Holbrooke’s last words: ‘You’ve got to stop this war in Afghanistan’
UPDATE: The Washington Post has elaborated on its report that veteran diplomat Richard Holbrooke’s last words called for an end to the war in Afghanistan.
According to the Post, Holbrooke was reportedly joking around with a doctor when he made the comment.
As Dr. Jehan El-Bayoumi was attending to Holbrooke in the emergency room at George Washington University Hospital, she told him to relax and asked what she could do to comfort him, according to an aide who was present. Holbrooke, who was in severe pain, said jokingly that it was hard to relax because he had to worry about the difficult situation in Afghanistan and Pakistan.
El-Bayoumi, an Egyptian-American internist who is Secretary of State Hillary Rodham Clinton’s physician, replied that she would worry for him. Holbrooke responded by telling her to end the war, the aide said.
The aide said he could not be sure of Holbrooke’s exact words. He emphasized Tuesday that the comment was made in painful banter, rather than as a serious exhortation about policy.
ORIGINAL STORY FOLLOWS BELOW
America’s chief envoy to Afghanistan Richard Holbrooke spoke chilling last words about the nine-year military conflict before his death Monday night.
“You’ve got to stop this war in Afghanistan,” Holbrooke told his surgeon before entering a 21-hour operation, the Washington Post reported.

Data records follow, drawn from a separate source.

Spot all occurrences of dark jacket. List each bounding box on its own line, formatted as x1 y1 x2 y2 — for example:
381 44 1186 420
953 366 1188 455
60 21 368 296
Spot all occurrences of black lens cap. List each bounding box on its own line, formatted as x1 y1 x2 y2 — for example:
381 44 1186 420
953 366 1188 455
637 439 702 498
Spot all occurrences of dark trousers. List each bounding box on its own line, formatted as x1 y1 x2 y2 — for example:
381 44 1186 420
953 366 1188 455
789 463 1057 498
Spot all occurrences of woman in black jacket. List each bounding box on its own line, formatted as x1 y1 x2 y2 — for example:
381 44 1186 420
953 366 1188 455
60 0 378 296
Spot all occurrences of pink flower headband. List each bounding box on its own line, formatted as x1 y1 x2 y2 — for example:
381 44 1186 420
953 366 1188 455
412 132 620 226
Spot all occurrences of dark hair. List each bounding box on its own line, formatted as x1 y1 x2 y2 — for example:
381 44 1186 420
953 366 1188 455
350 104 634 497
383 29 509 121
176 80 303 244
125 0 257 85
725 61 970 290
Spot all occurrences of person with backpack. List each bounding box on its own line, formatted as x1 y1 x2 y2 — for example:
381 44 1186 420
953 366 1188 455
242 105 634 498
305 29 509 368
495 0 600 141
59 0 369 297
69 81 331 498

Holbrooke was the Obama administration’s special envoy to Afghanistan and Pakistan, a man whose diplomatic skills and understanding of Afghanistan and Pakistan were a valuable asset to the United States.

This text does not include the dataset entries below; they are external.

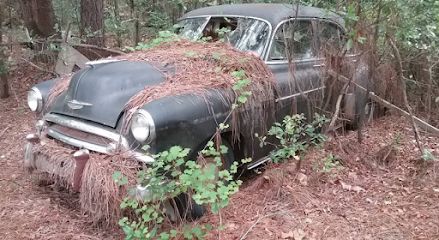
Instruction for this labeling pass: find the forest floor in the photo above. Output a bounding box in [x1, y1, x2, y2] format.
[0, 66, 439, 240]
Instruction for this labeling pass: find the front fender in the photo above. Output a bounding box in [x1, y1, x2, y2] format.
[142, 90, 232, 152]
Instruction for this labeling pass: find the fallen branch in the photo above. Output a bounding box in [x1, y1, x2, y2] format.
[0, 126, 11, 138]
[21, 58, 59, 77]
[328, 70, 439, 136]
[388, 38, 423, 151]
[239, 211, 286, 240]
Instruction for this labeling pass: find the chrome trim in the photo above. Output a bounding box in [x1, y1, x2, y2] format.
[264, 17, 345, 65]
[44, 113, 154, 164]
[47, 128, 107, 153]
[44, 113, 129, 149]
[179, 14, 273, 60]
[130, 109, 156, 143]
[67, 100, 93, 110]
[247, 156, 271, 170]
[275, 86, 326, 102]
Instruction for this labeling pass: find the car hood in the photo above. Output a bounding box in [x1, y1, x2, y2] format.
[50, 61, 168, 128]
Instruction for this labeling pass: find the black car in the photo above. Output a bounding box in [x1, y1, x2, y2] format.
[24, 4, 368, 193]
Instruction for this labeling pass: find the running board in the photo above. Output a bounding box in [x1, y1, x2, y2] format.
[247, 156, 271, 170]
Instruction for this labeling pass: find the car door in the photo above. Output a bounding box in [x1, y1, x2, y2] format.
[267, 19, 324, 121]
[248, 19, 324, 162]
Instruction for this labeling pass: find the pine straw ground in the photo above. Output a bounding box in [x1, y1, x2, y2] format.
[0, 66, 439, 239]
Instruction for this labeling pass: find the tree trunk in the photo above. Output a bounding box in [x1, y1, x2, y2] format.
[81, 0, 104, 46]
[130, 0, 140, 46]
[0, 5, 9, 98]
[19, 0, 56, 38]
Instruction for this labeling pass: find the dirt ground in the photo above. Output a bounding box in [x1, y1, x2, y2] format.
[0, 67, 439, 240]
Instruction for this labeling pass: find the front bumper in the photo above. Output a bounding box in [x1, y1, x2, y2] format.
[23, 115, 154, 192]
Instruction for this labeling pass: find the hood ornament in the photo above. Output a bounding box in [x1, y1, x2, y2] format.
[67, 100, 93, 110]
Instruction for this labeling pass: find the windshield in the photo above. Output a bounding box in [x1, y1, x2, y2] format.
[177, 17, 270, 56]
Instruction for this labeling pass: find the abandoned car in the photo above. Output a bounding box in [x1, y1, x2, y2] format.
[24, 4, 368, 216]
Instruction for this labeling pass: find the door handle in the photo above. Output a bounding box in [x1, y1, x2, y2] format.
[313, 63, 326, 68]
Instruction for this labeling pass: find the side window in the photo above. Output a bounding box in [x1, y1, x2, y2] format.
[268, 20, 317, 61]
[318, 21, 344, 54]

He died on December 13, 2010, in Washington due to complications from heart surgery.
His haunting last words illustrate the depths of doubt among key players over the viability of US-NATO efforts in the war-torn region, which have this year been expressed by the Karzai government, the British government, and aides to former General Stanley McChrystal.
As violence has risen in Afghanistan over the last two years, the Obama administration has backed away from its July 2011 withdrawal timeline, and a majority of the US public no longer believes the war is worth fighting.
Holbrooke’s decades of experience in diplomacy include being the US Ambassador to the UN, US Ambassador to Germany, and other posts, including advising four presidents on foreign policy. He is particularly known for brokering the 1995 Dayton peace accords, which ended the war in Bosnia.
The Washington Post described him as “a towering, one-of-a-kind presence who helped define American national security strategy over 40 years and three wars by connecting Washington politicians with New York elites and influential figures in capitals worldwide.”
In a statement, President Barack Obama praised Holbrooke as “a true giant of American foreign policy who has made America stronger, safer, and more respected. He was a truly unique figure who will be remembered for his tireless diplomacy, love of country, and pursuit of peace.”